Having a professional cheerleader who understands both your craft and your personal journey in a way no one else can has been an invaluable boon to each of them, they say. Navigating a career while transgendered can be especially prickly territory (Bianca, for instance, professionally is still known as Travis Cline. “I don’t mind my old name,” she says, admitting it does confuse people who assume Travis is a guy.). And they’re quick to point out that people being transgendered in no way implies they’ll be compatible as friends. These two got lucky.
Ava & Bianca is a unique look into their colorful world, casting light on people too often shrouded in their differences. They support each other and enjoy each other’s company, whether they’re talking shop or just hanging out. May we all be as lucky.
Dancing On My Own
Written and directed by Alexandra Cuerdo
Dancing On My Own is a slice-of-probably-not-your-life filmmaking that delights in its exuberance and celebration of queer Asians at Bubble T, a dance party event in New York City specifically (but not exclusively) founded for them to have a time and place to shine.

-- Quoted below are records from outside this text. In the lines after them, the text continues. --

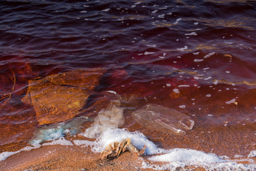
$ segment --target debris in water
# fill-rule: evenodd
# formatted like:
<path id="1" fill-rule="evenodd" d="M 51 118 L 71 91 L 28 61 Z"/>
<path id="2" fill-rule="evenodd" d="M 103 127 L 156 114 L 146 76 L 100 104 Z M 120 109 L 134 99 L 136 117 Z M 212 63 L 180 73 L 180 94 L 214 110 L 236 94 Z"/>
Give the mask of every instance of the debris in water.
<path id="1" fill-rule="evenodd" d="M 143 149 L 139 152 L 137 147 L 133 145 L 130 139 L 127 139 L 121 142 L 113 142 L 107 146 L 105 149 L 101 153 L 101 159 L 107 159 L 111 157 L 117 157 L 121 153 L 125 151 L 138 153 L 143 154 L 146 148 L 145 145 Z"/>
<path id="2" fill-rule="evenodd" d="M 181 129 L 192 129 L 194 124 L 188 116 L 157 104 L 148 104 L 132 114 L 141 125 L 166 133 L 184 135 Z"/>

Asian underrepresentation on the drag stage and at gay clubs is not something I’d considered. But as the subjects – LGBTQ+ Asians in the area, including a few familiar names like SNL’s Bowen Yang and actress Princess Punzalan – share their stories and their joy at discovering others like them at Bubble T, their happiness is contagious. Instead of being the token Asian, they’re the main event, and they’re high on the love they receive there from other queer Asians and the public that at Bubble T adores them.
It’s a short film about celebration and healing the wounds caused by the minority double whammy of being Asian and queer. As one of the Bubble T founders puts it, “This is a nightlife space, so it’s a place to find romance and dancing, but it’s also a place to find self-love.”
The footage is joyously flamboyant, all colors and glitter and lights and exotic makeup and bright wigs and outrageous costumes. It’s impossible to watch without feeling a bit boring yourself (or at least, myself), but the positivity and happy dancing people welcome all to join them; there are no misfits here.